View on GitHub

Coding Practice

Databases

Index

Table of Contents

Important points
Database properties
Database types
- SQL relational databases
- Non relational databases
Popular databases
- MongoDB
- Cassandra
- HBase
CAP theorem in distributed databases
- Databases that offer various combinations of C,A & P
  - C and P
  - A and P
  - C and A
Indexing
- Categories of indexing
  - Dense Indexing
  - Sparse indexing
- Types of indexing
Database sharding
Violations and isolation levels in DBMS
- Violations
- Isolation levels

Important points

When you really want ACID properties for some tables, but if they are not needed after sometime, then you can use an RDBMS only for specific time period and then dump the data into Cassandra or some other DB.

Database properties

Atomicity: Entire operation must be done in a single transaction. A good example is debiting money from senders account and crediting it into receiver’s account. Both should be done or not to be done. Doing only one operation is not allowed.

Consistency: If two requests are trying to get the same information, both of them should receive the same information.
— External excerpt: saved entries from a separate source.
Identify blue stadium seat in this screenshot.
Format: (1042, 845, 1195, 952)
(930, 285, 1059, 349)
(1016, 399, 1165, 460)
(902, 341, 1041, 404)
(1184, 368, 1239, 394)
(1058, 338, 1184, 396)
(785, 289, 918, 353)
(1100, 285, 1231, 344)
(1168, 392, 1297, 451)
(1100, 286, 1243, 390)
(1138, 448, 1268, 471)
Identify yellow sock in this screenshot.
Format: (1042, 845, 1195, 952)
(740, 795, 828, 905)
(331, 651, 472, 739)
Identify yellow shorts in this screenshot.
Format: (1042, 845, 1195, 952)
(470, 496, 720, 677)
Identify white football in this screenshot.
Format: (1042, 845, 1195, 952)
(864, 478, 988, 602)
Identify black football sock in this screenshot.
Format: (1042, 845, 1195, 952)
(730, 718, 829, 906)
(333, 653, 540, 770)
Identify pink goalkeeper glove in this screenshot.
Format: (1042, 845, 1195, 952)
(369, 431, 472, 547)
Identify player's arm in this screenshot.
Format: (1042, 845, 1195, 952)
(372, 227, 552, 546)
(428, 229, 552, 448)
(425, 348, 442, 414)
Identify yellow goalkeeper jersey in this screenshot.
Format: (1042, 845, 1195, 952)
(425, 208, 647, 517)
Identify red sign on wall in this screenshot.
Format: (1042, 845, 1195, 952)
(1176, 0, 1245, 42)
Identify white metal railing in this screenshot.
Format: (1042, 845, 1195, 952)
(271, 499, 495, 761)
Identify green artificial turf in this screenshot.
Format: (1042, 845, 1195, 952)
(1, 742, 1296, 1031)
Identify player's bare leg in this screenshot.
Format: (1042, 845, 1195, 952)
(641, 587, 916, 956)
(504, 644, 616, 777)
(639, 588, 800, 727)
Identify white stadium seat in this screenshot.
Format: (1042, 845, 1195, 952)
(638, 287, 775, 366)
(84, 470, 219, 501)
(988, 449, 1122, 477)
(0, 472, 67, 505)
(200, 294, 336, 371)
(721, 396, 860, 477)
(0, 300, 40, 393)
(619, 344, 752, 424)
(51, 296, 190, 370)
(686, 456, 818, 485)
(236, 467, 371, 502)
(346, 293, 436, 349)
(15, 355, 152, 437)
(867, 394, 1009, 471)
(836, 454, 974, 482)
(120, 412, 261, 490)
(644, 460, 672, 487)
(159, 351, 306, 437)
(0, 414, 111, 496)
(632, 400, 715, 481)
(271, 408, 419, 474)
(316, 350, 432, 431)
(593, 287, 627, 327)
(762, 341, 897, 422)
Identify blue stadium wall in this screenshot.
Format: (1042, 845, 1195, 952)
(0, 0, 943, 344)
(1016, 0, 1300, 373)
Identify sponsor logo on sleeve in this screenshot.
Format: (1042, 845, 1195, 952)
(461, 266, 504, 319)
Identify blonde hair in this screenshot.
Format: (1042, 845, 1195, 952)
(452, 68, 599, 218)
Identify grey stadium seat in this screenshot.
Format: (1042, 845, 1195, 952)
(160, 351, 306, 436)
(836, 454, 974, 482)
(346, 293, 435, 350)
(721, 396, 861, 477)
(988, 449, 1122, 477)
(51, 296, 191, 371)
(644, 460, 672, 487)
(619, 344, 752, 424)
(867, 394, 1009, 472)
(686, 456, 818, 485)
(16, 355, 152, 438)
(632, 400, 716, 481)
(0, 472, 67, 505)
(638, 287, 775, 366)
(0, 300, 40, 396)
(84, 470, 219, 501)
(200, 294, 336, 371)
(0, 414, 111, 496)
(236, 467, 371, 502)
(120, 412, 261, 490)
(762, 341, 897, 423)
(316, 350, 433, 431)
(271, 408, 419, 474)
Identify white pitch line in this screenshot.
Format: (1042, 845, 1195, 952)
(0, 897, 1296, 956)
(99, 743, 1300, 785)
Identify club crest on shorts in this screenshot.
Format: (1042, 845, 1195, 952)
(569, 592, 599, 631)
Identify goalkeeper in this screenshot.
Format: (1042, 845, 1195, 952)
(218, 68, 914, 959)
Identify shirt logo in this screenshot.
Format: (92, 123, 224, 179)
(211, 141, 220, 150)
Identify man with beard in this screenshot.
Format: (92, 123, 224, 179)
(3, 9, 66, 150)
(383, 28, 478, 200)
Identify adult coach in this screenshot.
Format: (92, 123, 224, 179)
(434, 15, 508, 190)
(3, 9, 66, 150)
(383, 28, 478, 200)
Simply, all users should see the value written by latest update transaction.

Isolation: Two different users operating on a particular table should be isolated. Each transaction is independent of the other.

Database types

SQL relational databases

These are to be when there are a lot of relations among different tables.
These databases generally guarantee ACID properties.
Consistency is very hard to achieve in a distributed database.
- You have to lock nodes other than master node. Then replicate and release nodes.
- If all the nodes can’t be updated with the latest value, then the transaction will be rolled back.
SQL DBs are very hard to scale horizontally, but vertical scaling is easy.
For fixed schemas, SQL DBs are easy to manage.
We can shard the database based on primary key. For example, PK value starting with A-M can be in the first and N-Z can be in the second node.
- But it is very hard to do joins because some data will be one table and other data will be other table.
Here to scale, we follow a scale-up strategy, ie increase the CPU, memory and storage of that single node.
Very difficult to maintain zero downtime, because to upgrade, you may have to restart the database.
- Or else, you have to point your application to a replicated database, then upgrade the first one and then point back to the primary node.

Non relational databases

They follow a scale-out strategy. So we just add a new node. Very easy to upgrade or scale-out/in.

Key value stores

They are used to save application configuration data.
These are mostly in-memory databases and are widely used for caching. Examples: Redis & DynamoDB.

Document databases

No fixed schema. They can be used where data for various objects do not follow any schema. Saving details of items available in an ecommerce website. Different items have different fields.
They support high load of reads and writes.
They are used when you need all the details related to an object. No expensive joins are needed to find all the details of a single object.
ACID transactions MAY not be guaranteed here.

Columnar databases

Use for analytic workloads. Cassandra is one such database.

Data-warehouses

Generally used to run analytics on large sets of data. Not used for realtime analytics. Example: Apache Hive

Popular databases

MongoDB

Guarantees ACID. One of the very few NoSQL databases that do this.
We can update multiple documents in a single transaction, similarly to how we update multiple rows in a relational DB.
It offers synchronized replication also.

Cassandra

Does not guarantee ACID.
It’s a columnar database.
Eventual consistency to all the replicas.
Use this database when we have only a few queries to run on a large set of data. See codeKarle system design video
Each column cell consists of name, value and timestamp.
Updating a record is nothing but adding a new column with updated value and new timestamp. Old timestamp can be deleted by Cassandra after some time.
It has multiple shards and each shard can have multiple replicas.
It does NOT have MASTER-SLAVE architecture, but has peer-to-peer architecture. So as soon as one of the replicas receives the request, it executes it.
Very fast writes and sufficiently fast reads.

HBase

Colummnar
Based on BigTable
Consistent reads and writes
Automatic sharding, failover management etc.
Earlier used by Facebook Messenger after that moved from Cassandra.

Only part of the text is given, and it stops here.